NEWARK, N.J. — A firm handling a false-claims suit that yielded a $12.6 million settlement may collect fees due via the client’s contingency agreement as well as those payable by statute by the other party, a federal judge has ruled.

"Whether the Federal False Claims Act allows an attorney to receive both statutory fees and a contingency fee is an issue of first impression in this Circuit" but "the Court is convinced that the statute does allow for an attorney to recover both fees," U.S. District Judge Joseph Irenas said on April 22.

The client, cardiologist Nicholas DePace, filed the qui tam suit in 2008, claiming The Cooper Health System prompted doctors to join an advisory board and paid them $18,500 annually to listen to marketing pitches about cardiac care at a hospital it runs. The doctors would refer patients for procedures.

MILITARY MUST REVEAL WHO ATTENDED TRAINING FACILITY

OAKLAND, Calif. (AP) — The federal government must disclose the names of Latin American military leaders who attended a Defense Department school, a federal judge has ruled.

U.S. District Judge Phyllis Hamilton said on April 22 that the Freedom of Information Act "mandates a strong policy in favor of disclosure."

The names were sought by SOA Watch, which has protested at the school in Fort Benning, Ga., formerly the School of the Americas, for more than two decades. The organization claims the United States has trained officials at the facility who later committed human rights abuses.

LEGAL PROFESSION

KAYE SCHOLER FORFEITS $1.5M FEE OVER LACK OF DISCLOSURE

NEW YORK — Kaye Scholer has finalized a settlement with the U.S. Trustee’s Office requiring the firm to forfeit $1.5 million it was paid or expected to be paid for its work on the Chapter 11 case of investment firm GSC Group.

The settlement, announced in U.S. Bankruptcy Court on April 22, resolved claims brought by the trustee’s office in January that accused Kaye Scholer of failing to disclose key details when it applied, and was chosen, to represent GSC as debtor’s counsel in 2010.

The trustee’s office argued that both Kaye Scholer and GSC financial adviser Capstone Advisory Group neglected to disclose that a key employee listed on Capstone’s application was actually a contractor who used a type of fee-sharing agreement barred by the Bankruptcy Code.

MEDIA LAW

REPORTERS’ SHIELD PROTECTS BLOGGERS, TOO, JUDGE RULES

NEWARK, N.J. — A state trial judge has extended the protections of New Jersey’s reporters’ shield law to independent bloggers, even those who crusade against perceived government corruption and mismanagement.

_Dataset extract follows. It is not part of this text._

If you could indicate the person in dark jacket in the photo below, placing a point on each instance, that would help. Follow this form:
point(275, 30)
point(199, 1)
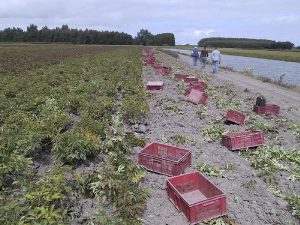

Union County, N.J., Superior Court Judge Karen Cassidy on April 12 quashed a prosecutor’s subpoena of Tina Renna, president of the Union County Watchdog Association, who posts frequently on a website called The County Watchers.

"Under the governing case law, the fact that Ms. Renna’s organization has an official stated purpose of being a citizen watchdog and an advocate for transparency in government, does not preclude this Court from finding that the County Watchers blog does not also have the alternate purpose of disseminating news," Cassidy wrote.